Se dio la vuelta bruscamente, marchándose para ocultar el dolor que amenazaba con desmoronarlo, dejando a la chica sola con su duelo.

♦️♦️♦️

Elyra se quedó allí, temblando. A unos pasos de distancia, Kaidos, quien había despertado hacía poco y observaba la escena apoyado en una muleta improvisada, se acercó con cautela.

No era un hombre de palabras. Él conocía ese vacío. Lo había vivido cuando su clan fue exterminado.

Se detuvo frente a ella. Elyra aún sostenía una daga de hielo en su mano, apretándola hasta que sus nudillos estaban blancos, como si fuera lo único que la ataba a la realidad.

Kaidos extendió su mano llena de cicatrices y, con una suavidad inesperada, tomó la daga de hielo de las manos temblorosas de la maga. El arma se deshizo en agua fría al contacto con su calor.

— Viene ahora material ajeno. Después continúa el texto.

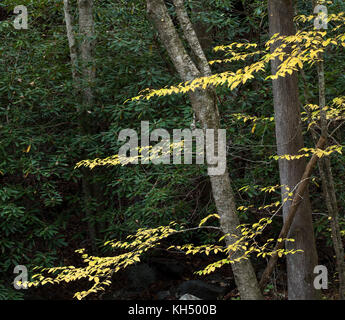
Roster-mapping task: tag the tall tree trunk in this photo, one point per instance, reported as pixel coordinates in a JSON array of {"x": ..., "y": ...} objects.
[
  {"x": 328, "y": 186},
  {"x": 205, "y": 108},
  {"x": 83, "y": 86},
  {"x": 289, "y": 137}
]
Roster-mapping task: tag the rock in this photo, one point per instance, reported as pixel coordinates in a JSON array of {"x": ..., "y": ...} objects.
[
  {"x": 189, "y": 297},
  {"x": 201, "y": 289}
]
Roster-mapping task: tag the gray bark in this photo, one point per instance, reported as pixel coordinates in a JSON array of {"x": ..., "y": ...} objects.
[
  {"x": 83, "y": 86},
  {"x": 205, "y": 108},
  {"x": 289, "y": 137}
]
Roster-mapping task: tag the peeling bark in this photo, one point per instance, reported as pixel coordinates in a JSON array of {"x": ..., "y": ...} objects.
[
  {"x": 289, "y": 137},
  {"x": 205, "y": 107}
]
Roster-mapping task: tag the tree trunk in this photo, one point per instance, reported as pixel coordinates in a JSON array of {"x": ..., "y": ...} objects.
[
  {"x": 205, "y": 108},
  {"x": 289, "y": 137},
  {"x": 328, "y": 186},
  {"x": 83, "y": 86}
]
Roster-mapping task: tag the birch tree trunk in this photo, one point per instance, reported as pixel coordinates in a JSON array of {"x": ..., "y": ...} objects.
[
  {"x": 289, "y": 138},
  {"x": 205, "y": 107}
]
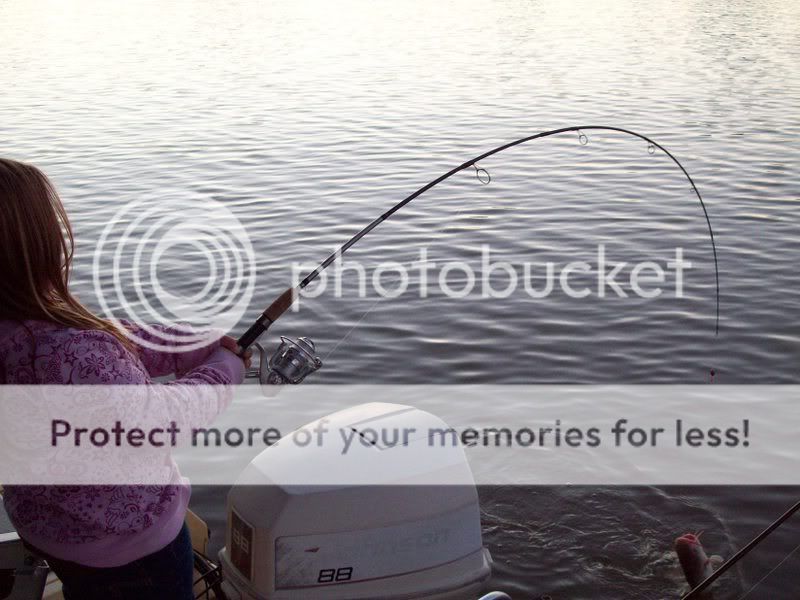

La observó por un momento, dejando que el silencio y el frío se hundieran en su propia piel.

Y entonces, su voz, rota y cruda, llenó el espacio entre ellos.

—No lloré cuando asesinaron a mi familia entera...

Su tono era áspero, cargado de recuerdos enterrados bajo capas de acero y sangre. Elevó la mirada, conectando sus ojos oscuros con los azules de ella.